Nähe trotz Distanz
Auf eine Hauswand in Altona werden Einblicke hinter die Fassaden projiziert. Es ist als wenn man durch die Fenster und Gardinen blicken könnte, in denen nach und nach in diesem Hinterhofkomplex an diesem Abend die Lichter angehen. Dabei befinden sich die Wohnungen, deren Wände hier gleichsam transparent werden, in verschiedenen Ländern. In Indonesien, Burkina Faso und Deutschland leben die Künstlerinnen, die hier in ihr bisher undokumentiertes Frauenleben Einblick gewähren. In der Zeit der Pandemie, in der das Reisen unmöglich wurde, traten sie über Videobotschaften in Verbindung, hoben die Distanz auf und gewähren intime Blicke in ihren Alltag, der sonst gerne hinter den zugezogenen Vorhänge und den geschlossenen Türen verschwindet.

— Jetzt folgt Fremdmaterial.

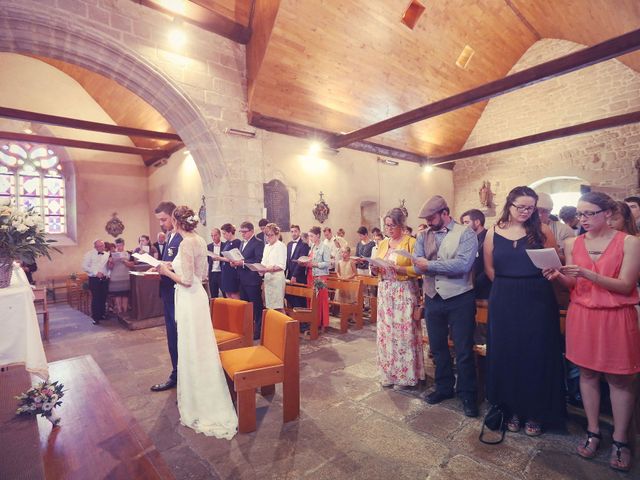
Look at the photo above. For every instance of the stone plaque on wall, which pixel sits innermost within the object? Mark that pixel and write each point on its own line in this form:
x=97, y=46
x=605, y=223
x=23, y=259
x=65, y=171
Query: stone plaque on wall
x=276, y=201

Katharina Oberlik hat dieses Filmmaterial mit einem einfühlsamen, zart lenkenden und unkommentierten Schnitt zusammengestellt, der die Gemeinsamkeiten aufspürt. Erst diese Collagetechnik macht aus dem Material ein kunstvolles Bild, das in einen Frauenalltag über die Grenzen der Kontinente hinweg einfühlen lässt. Ob in der Küche, vor der Waschmaschine, am Klavier, am Schreibtisch, vor dem Kleiderschrank, im Flur, im Bett, mit sich alleine oder mit einem Baby auf dem Arm, dies sind Dokumente, die zeigen, dass Künstlerinnen auch noch viele andere Seiten haben. Dass sie in vielen Rollen im wahrsten Sinne zu Hause sind. Mit sich alleine und dennoch verbunden mit der Frauen der Welt. Wenn sie so intime Blicke in ihren Alltag erlauben, meint man ihnen ganz nahe zu kommen. Diese Zeit der Distanz erlaubt so eine ganz besondere Nähe.